Yuan Hui, Tan Xiaoyue, Sun Xiaolin, He Li, Li Dongjiang, Jiang Lei
PET Center, Department of Nuclear Medicine, Guangdong Provincial People's Hospital, Guangdong Academy of Medical Sciences, Guangzhou, 510080, China.
Guangdong Provincial Key Laboratory of Artificial Intelligence in Medical Image Analysis and Application, Guangdong Provincial People's Hospital, Guangdong Academy of Medical Sciences, Guangzhou, 510080, China.
Jpn J Radiol. 2023 May;41(5):521-530. doi: 10.1007/s11604-022-01369-9. Epub 2022 Dec 8.
Sarcopenia is essential in managing advanced stage (III-IV) non-small cell lung cancer (NSCLC) but is laborious to diagnose using currently available method. This study aimed to establish a simple approach to predict sarcopenia using F-FDG PET/CT parameters and clinical characteristics and determine their roles in prognostication in advanced stage NSCLC.
Untreated 202 NSCLC patients with stage III-IV were retrospectively reviewed. Sarcopenia was defined using the skeletal muscle index (SMI) measured at the third lumbar vertebra (L3). F-FDG PET/CT metabolic parameters of maximum standard uptake value, metabolic tumor volume, and total lesion glycolysis of the primary tumor (SUVmax_T, MTV_T, and TLG_T) and of whole-body lesions (MTV_WB and TLG_WB) were measured. Besides, SUVmax of the psoas major muscle (SUVmax_Muscle) was measured at the L3 level. The diagnostic endpoint was the probability of sarcopenia, and the survival endpoints included progression-free survival (PFS) and overall survival (OS).
Among the enrolled 202 patients, 82 (40.6%) were diagnosed with sarcopenia. Higher age, male, lower BMI, and lower SUVmax_Muscle were correlated with a higher incidence of sarcopenia (P < 0.05), while age, sex, BMI, and SUVmax_Muscle were independently predictive of sarcopenia, and thus were utilized to construct a nomogram model. Multivariate Cox regression analysis revealed that sarcopenia score derived from the nomogram model, sarcopenia, stage, and TLG_WB were independently predictive of both PFS and OS.
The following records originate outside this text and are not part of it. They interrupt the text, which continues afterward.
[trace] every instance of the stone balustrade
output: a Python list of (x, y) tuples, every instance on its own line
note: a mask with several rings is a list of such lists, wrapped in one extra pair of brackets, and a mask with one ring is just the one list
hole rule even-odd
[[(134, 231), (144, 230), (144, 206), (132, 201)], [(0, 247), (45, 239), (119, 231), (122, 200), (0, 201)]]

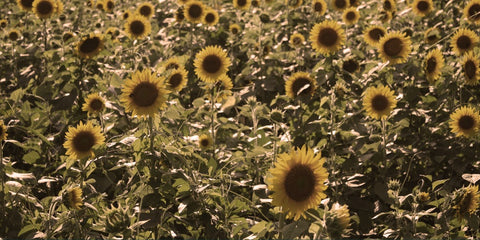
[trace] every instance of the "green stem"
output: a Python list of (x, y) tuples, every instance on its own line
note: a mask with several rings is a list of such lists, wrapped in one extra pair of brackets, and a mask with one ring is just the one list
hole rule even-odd
[(278, 223), (278, 239), (283, 239), (283, 226), (285, 225), (285, 213), (283, 212), (280, 214), (280, 219)]
[[(332, 168), (332, 179), (337, 181), (336, 178), (336, 154), (335, 154), (335, 92), (332, 90), (330, 94), (330, 163), (329, 166)], [(338, 197), (338, 185), (335, 184), (335, 192), (333, 193), (333, 199), (336, 201)]]
[(382, 150), (384, 159), (384, 171), (387, 172), (387, 120), (382, 118)]
[[(0, 140), (0, 181), (2, 185), (2, 192), (0, 192), (0, 202), (1, 202), (1, 212), (5, 213), (6, 212), (6, 203), (5, 203), (5, 166), (3, 166), (3, 141)], [(1, 229), (0, 229), (0, 234), (3, 234), (5, 232), (5, 223), (6, 223), (6, 215), (2, 214), (2, 221), (1, 221)]]
[(148, 117), (148, 129), (150, 134), (150, 151), (152, 152), (152, 155), (155, 156), (155, 149), (153, 148), (155, 135), (153, 134), (153, 117), (152, 116)]
[(216, 141), (215, 141), (215, 114), (216, 114), (216, 111), (215, 111), (215, 85), (213, 85), (212, 87), (212, 116), (211, 116), (211, 128), (212, 128), (212, 158), (213, 160), (216, 160), (215, 158), (215, 144), (216, 144)]

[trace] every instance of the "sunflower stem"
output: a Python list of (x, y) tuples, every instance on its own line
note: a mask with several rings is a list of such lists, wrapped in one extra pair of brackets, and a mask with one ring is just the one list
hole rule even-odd
[[(282, 209), (283, 210), (283, 209)], [(282, 211), (278, 222), (278, 239), (283, 239), (283, 226), (285, 225), (285, 213)]]
[(215, 159), (215, 84), (213, 84), (213, 87), (212, 87), (212, 99), (211, 99), (211, 102), (212, 102), (212, 116), (211, 116), (211, 128), (212, 128), (212, 158), (213, 160), (216, 160)]
[[(6, 204), (5, 204), (5, 167), (3, 166), (3, 141), (0, 140), (0, 181), (1, 181), (1, 185), (2, 185), (2, 192), (0, 192), (0, 202), (1, 202), (1, 209), (0, 209), (0, 212), (3, 212), (3, 213), (6, 213)], [(2, 214), (2, 221), (1, 221), (1, 229), (0, 229), (0, 233), (4, 233), (5, 232), (5, 224), (6, 223), (6, 215), (5, 214)]]
[[(330, 94), (330, 167), (332, 168), (332, 179), (337, 180), (336, 175), (336, 154), (335, 154), (335, 91)], [(335, 192), (333, 198), (336, 201), (338, 197), (338, 184), (335, 183)]]
[(150, 151), (152, 152), (152, 156), (155, 156), (155, 149), (153, 148), (155, 135), (153, 134), (153, 117), (152, 116), (148, 116), (148, 130), (150, 134)]
[(387, 120), (382, 118), (382, 153), (384, 159), (384, 171), (387, 172)]

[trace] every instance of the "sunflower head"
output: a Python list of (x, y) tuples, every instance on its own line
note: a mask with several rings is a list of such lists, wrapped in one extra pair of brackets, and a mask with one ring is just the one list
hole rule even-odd
[(395, 0), (383, 0), (382, 8), (386, 12), (396, 12), (397, 11), (397, 2)]
[(222, 102), (223, 100), (227, 99), (230, 95), (232, 95), (232, 88), (233, 83), (232, 79), (228, 77), (226, 74), (220, 76), (215, 82), (215, 91), (217, 93), (216, 102)]
[(450, 115), (450, 128), (458, 137), (473, 137), (478, 132), (480, 115), (472, 108), (463, 106)]
[(315, 13), (322, 16), (327, 11), (327, 3), (325, 0), (313, 0), (312, 9)]
[(419, 203), (426, 203), (430, 200), (430, 194), (428, 192), (419, 192), (415, 196), (415, 200)]
[(183, 8), (178, 8), (175, 12), (175, 21), (183, 22), (185, 20), (185, 14), (183, 13)]
[(386, 119), (397, 106), (393, 94), (387, 86), (369, 87), (364, 92), (363, 108), (374, 119)]
[(477, 211), (479, 201), (480, 193), (478, 192), (478, 186), (470, 185), (460, 189), (459, 201), (453, 208), (457, 210), (457, 216), (463, 218)]
[(68, 206), (70, 208), (80, 210), (80, 208), (83, 206), (82, 189), (79, 187), (74, 187), (72, 189), (67, 190), (67, 199), (68, 199)]
[(380, 38), (377, 47), (380, 57), (390, 64), (404, 63), (411, 52), (412, 41), (399, 31), (388, 32)]
[(273, 191), (272, 204), (282, 207), (288, 218), (298, 220), (304, 212), (315, 208), (326, 197), (324, 182), (328, 178), (323, 167), (325, 158), (303, 146), (278, 156), (275, 167), (269, 170), (266, 182)]
[(467, 28), (459, 29), (452, 37), (450, 45), (457, 55), (471, 51), (479, 42), (477, 34)]
[(152, 31), (150, 21), (139, 14), (129, 17), (124, 27), (131, 39), (143, 39)]
[(234, 24), (230, 24), (228, 30), (230, 30), (230, 32), (233, 34), (233, 35), (237, 35), (240, 33), (240, 31), (242, 31), (242, 28), (240, 27), (240, 25), (234, 23)]
[(393, 13), (390, 11), (380, 11), (378, 14), (379, 20), (382, 21), (382, 23), (387, 23), (393, 18)]
[(95, 4), (95, 8), (97, 8), (98, 10), (102, 10), (104, 9), (103, 7), (103, 1), (97, 1), (96, 4)]
[(441, 39), (440, 31), (436, 27), (431, 27), (425, 31), (425, 42), (428, 44), (434, 44)]
[(349, 0), (332, 0), (332, 6), (335, 10), (343, 11), (350, 7)]
[(133, 14), (130, 10), (124, 10), (123, 13), (122, 13), (122, 19), (127, 20), (132, 15)]
[(294, 48), (299, 48), (303, 46), (304, 42), (305, 42), (305, 37), (303, 37), (303, 35), (300, 33), (294, 33), (290, 36), (290, 46)]
[(24, 11), (32, 11), (33, 0), (17, 0), (17, 5)]
[(18, 39), (20, 39), (20, 31), (18, 31), (17, 29), (11, 29), (10, 31), (8, 31), (7, 36), (10, 41), (17, 41)]
[(90, 33), (77, 44), (77, 54), (81, 58), (93, 58), (103, 49), (103, 37)]
[(350, 6), (358, 7), (358, 6), (360, 6), (361, 0), (350, 0), (349, 2), (350, 2)]
[(178, 57), (171, 57), (162, 64), (162, 68), (165, 71), (169, 71), (183, 68), (183, 65), (180, 63), (180, 59)]
[(427, 54), (424, 63), (425, 75), (430, 83), (434, 83), (442, 74), (445, 60), (440, 49), (435, 48)]
[(184, 68), (173, 70), (167, 78), (167, 88), (171, 91), (180, 92), (187, 85), (188, 72)]
[(260, 6), (260, 0), (252, 0), (252, 7), (259, 7)]
[(7, 19), (2, 19), (0, 20), (0, 29), (4, 29), (8, 26), (8, 21)]
[(151, 3), (144, 2), (137, 7), (136, 13), (148, 19), (153, 16), (154, 7)]
[(7, 127), (3, 123), (3, 120), (0, 120), (0, 141), (7, 140)]
[(332, 239), (342, 238), (344, 233), (350, 225), (350, 212), (347, 205), (340, 205), (334, 203), (332, 208), (326, 212), (327, 233)]
[(118, 37), (118, 35), (120, 35), (120, 31), (116, 27), (109, 27), (105, 31), (105, 34), (107, 36), (110, 36), (110, 39), (115, 39), (116, 37)]
[(98, 95), (98, 93), (92, 93), (87, 96), (85, 103), (82, 106), (82, 110), (88, 112), (88, 114), (98, 114), (105, 109), (105, 100)]
[(212, 8), (205, 11), (203, 22), (209, 26), (215, 26), (218, 23), (218, 12)]
[(354, 58), (350, 58), (343, 62), (342, 69), (348, 73), (355, 73), (360, 69), (360, 64)]
[(233, 6), (241, 10), (247, 10), (251, 4), (252, 0), (233, 0)]
[(198, 0), (190, 0), (183, 10), (185, 18), (192, 23), (200, 23), (205, 16), (205, 5)]
[(342, 19), (346, 25), (353, 25), (360, 19), (360, 13), (355, 7), (349, 7), (343, 11)]
[(473, 51), (466, 53), (462, 59), (465, 84), (477, 85), (480, 78), (480, 61)]
[(333, 20), (317, 23), (310, 31), (312, 48), (327, 56), (340, 50), (345, 39), (345, 32), (342, 27)]
[(122, 88), (120, 101), (127, 112), (140, 117), (154, 116), (166, 106), (167, 95), (165, 81), (150, 69), (136, 71), (127, 79)]
[(433, 10), (432, 0), (414, 0), (412, 10), (417, 16), (424, 17)]
[(105, 2), (103, 3), (103, 10), (105, 10), (105, 12), (113, 12), (114, 7), (115, 2), (113, 0), (105, 0)]
[(195, 73), (205, 82), (215, 82), (230, 66), (227, 53), (219, 46), (208, 46), (195, 55)]
[(99, 126), (93, 126), (92, 122), (86, 124), (80, 122), (77, 127), (68, 127), (66, 141), (63, 146), (67, 149), (67, 155), (73, 159), (90, 158), (95, 156), (93, 149), (102, 145), (105, 141)]
[(303, 0), (285, 0), (285, 5), (289, 8), (298, 8), (302, 5)]
[(57, 1), (55, 0), (35, 0), (33, 1), (33, 12), (41, 19), (50, 18), (57, 10)]
[(311, 96), (316, 88), (315, 79), (311, 78), (310, 74), (306, 72), (294, 73), (285, 82), (285, 92), (290, 98)]
[(380, 42), (380, 39), (385, 36), (386, 33), (387, 30), (384, 27), (373, 25), (365, 29), (363, 32), (363, 39), (368, 45), (376, 47)]
[(463, 9), (463, 16), (471, 23), (480, 23), (480, 0), (471, 0)]
[(70, 40), (72, 40), (73, 37), (75, 37), (75, 34), (73, 32), (65, 32), (62, 35), (62, 40), (63, 40), (63, 42), (66, 43), (66, 42), (69, 42)]
[(213, 145), (213, 139), (210, 135), (202, 134), (198, 137), (198, 146), (202, 150), (207, 150)]
[[(57, 15), (60, 15), (60, 14), (63, 13), (63, 8), (64, 8), (63, 2), (61, 0), (56, 0), (56, 3), (57, 3), (57, 8), (55, 9), (55, 13)], [(65, 18), (65, 15), (61, 15), (60, 20), (62, 20), (62, 16), (63, 16), (63, 18)], [(64, 21), (64, 20), (65, 19), (63, 19), (62, 21)]]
The incidence of sarcopenia increased with declining SUVmax_Muscle in advanced stage NSCLC. Our model using age, sex, BMI, and SUVmax_Muscle might be substituted for the complicated measurement of SMI. After adjustment by stage and TLG_WB, both sarcopenia score and sarcopenia were found to be independently predictive of PFS and OS.
肌肉减少症在晚期(III-IV期)非小细胞肺癌(NSCLC)的管理中至关重要,但使用现有方法诊断较为繁琐。本研究旨在建立一种利用F-FDG PET/CT参数和临床特征预测肌肉减少症的简单方法,并确定它们在晚期NSCLC预后中的作用。
回顾性分析202例未经治疗的III-IV期NSCLC患者。采用第三腰椎(L3)水平测量的骨骼肌指数(SMI)定义肌肉减少症。测量原发肿瘤(SUVmax_T、MTV_T和TLG_T)及全身病变(MTV_WB和TLG_WB)的F-FDG PET/CT代谢参数,即最大标准摄取值、代谢肿瘤体积和总病变糖酵解。此外,在L3水平测量腰大肌的SUVmax(SUVmax_Muscle)。诊断终点为肌肉减少症的概率,生存终点包括无进展生存期(PFS)和总生存期(OS)。
在纳入的202例患者中,82例(40.6%)被诊断为肌肉减少症。年龄较大、男性、BMI较低和SUVmax_Muscle较低与肌肉减少症的发生率较高相关(P<0.05),而年龄、性别、BMI和SUVmax_Muscle是肌肉减少症的独立预测因素,因此用于构建列线图模型。多因素Cox回归分析显示,列线图模型得出的肌肉减少症评分、肌肉减少症、分期和TLG_WB是PFS和OS的独立预测因素。
晚期NSCLC患者中,肌肉减少症的发生率随SUVmax_Muscle的降低而增加。我们使用年龄、性别、BMI和SUVmax_Muscle的模型可能替代复杂的SMI测量。经分期和TLG_WB校正后,肌肉减少症评分和肌肉减少症均被发现是PFS和OS的独立预测因素。